Sunday, April 10, 2016

Corporate Analytics and Heterogeneous CPU/GPU Clusters

A couple of relatively recent developments point to a new computing paradigm potentially making impact on corporate IT environment:

  • the rise of GPU capabilities and related frameworks ( Nvidia, AMD chips; CUDA, cuDNN, OpenCL software )
  • well publicised advances in Deep Learning  ( A. Ng was an early proponent of  GPUs in Deep Learning )
  • the Release of Google TensorFlow software ( seamless deployment of Deep Learning algorithms in heterogeneous CPU/GPU/mobile environments )
Some of these developments might eventually trickle down to corporate analytics departments as they push boundaries of what is possible in massive numeric calculation space ( especially in financial modeling/risk/stress testing, instrument pricing etc. ). Financial analytics is well positioned to take advantage of these advances as many risk calculations, for example, are numerically intensive and often embarrassingly parallel ( matrix operations, scanning large volumes of data ). 

GPU's main attraction is the ability to perform instructions in parallel (SIMD, SIMT ). Typically GPU has hundreds of cores on a single chip, as opposed of just a few cores on a standard CPU. GPUs are affordable commodity processors produced in millions for use in gaming computers.
Some of GPU drawbacks are relatively small GPU memory; logic ( branching/control ) capabilities are limited; the need for data movement transfer between CPU and GPU memory in heterogeneous, mixed workload environments.







Nvidia CUDA is a proprietary GPGPU ( General Purpose GPU ) API. OpenCL is a framework for writing programs that execute in heterogeneous CPU/GPU environment.

Some elements of a strong activity in Deep Learning area are directly applicable to financial industry  computing needs. For example, Deep Learning algorithms often involve executing large matrix operations or solving differential equations using stochastic gradient descent -  a common occurence in financial industry numerical calculations.

Deep Learning frameworks like Caffe ( single node ), Theano, as well as Google's TensorFlows are able to take advantage of both CPUs and GPUs ( they use CUDA or OpenCL for low level activities ). Google has TensorFlow framework (  single node version was open sourced in November of 2015 ).  Spark eco system is developing frameworks like SparkNet, CaffeonSpark that make it possible to execute Deep Learning algorithms in heterogeneous CPU/GPU environments.

Core Spark project announced that it might utilize OpenCL to better take advantage of GPU capabilities.

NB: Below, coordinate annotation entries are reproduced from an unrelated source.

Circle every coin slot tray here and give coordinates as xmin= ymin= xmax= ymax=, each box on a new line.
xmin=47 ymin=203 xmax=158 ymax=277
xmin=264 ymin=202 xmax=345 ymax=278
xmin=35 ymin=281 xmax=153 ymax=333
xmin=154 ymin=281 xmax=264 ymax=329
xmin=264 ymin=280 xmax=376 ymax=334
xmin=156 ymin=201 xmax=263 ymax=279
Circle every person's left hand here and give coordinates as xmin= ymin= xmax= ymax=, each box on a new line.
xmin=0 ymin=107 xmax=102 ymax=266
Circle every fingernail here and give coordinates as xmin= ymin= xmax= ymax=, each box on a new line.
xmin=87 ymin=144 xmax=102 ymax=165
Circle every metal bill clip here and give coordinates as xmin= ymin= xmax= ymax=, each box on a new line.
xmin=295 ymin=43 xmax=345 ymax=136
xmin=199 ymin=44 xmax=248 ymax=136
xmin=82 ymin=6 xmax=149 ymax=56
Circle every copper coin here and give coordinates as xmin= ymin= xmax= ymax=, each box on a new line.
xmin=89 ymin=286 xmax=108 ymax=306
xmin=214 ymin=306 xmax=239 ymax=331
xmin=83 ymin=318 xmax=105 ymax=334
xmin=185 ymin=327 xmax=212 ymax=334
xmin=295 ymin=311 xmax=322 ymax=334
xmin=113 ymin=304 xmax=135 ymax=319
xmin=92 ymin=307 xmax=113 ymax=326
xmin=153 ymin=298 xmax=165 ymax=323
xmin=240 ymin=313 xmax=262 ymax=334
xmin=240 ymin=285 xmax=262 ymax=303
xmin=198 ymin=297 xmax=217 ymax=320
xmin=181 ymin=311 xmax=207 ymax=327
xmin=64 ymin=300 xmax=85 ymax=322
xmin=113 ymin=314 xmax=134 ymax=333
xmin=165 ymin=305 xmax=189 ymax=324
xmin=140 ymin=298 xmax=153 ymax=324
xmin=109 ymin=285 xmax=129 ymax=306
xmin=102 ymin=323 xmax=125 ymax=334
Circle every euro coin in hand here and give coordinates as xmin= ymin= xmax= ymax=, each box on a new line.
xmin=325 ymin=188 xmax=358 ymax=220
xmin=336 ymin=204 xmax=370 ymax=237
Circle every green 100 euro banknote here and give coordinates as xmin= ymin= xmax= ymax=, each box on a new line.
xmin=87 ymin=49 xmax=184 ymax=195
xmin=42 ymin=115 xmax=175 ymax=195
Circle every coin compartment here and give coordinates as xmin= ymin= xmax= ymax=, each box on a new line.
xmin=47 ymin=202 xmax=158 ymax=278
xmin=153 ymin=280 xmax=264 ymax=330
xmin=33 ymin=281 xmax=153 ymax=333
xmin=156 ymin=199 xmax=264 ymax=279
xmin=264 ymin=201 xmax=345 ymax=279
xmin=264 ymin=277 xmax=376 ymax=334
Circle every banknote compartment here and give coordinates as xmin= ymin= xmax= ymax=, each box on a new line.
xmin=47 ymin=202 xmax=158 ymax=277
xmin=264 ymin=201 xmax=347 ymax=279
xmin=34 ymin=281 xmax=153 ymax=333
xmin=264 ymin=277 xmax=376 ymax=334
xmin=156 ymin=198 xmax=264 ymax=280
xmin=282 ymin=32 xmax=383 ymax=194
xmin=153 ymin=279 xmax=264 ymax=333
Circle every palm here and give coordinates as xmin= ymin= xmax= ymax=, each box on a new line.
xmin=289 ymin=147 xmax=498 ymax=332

Here is speedup achieved with HeteroSpark with mixed CPU/GPU cluster:

Last but not least, Facebook released design for the Big Sur - 8 GPU card server with configurable PCI paths with intra-node parallelism. Nvidia announced DGX-1, 170 teraflop, $130,000 monster - a supercomputer in a box. Such designs might denote a shift to configurations with smaller number of more powerful servers.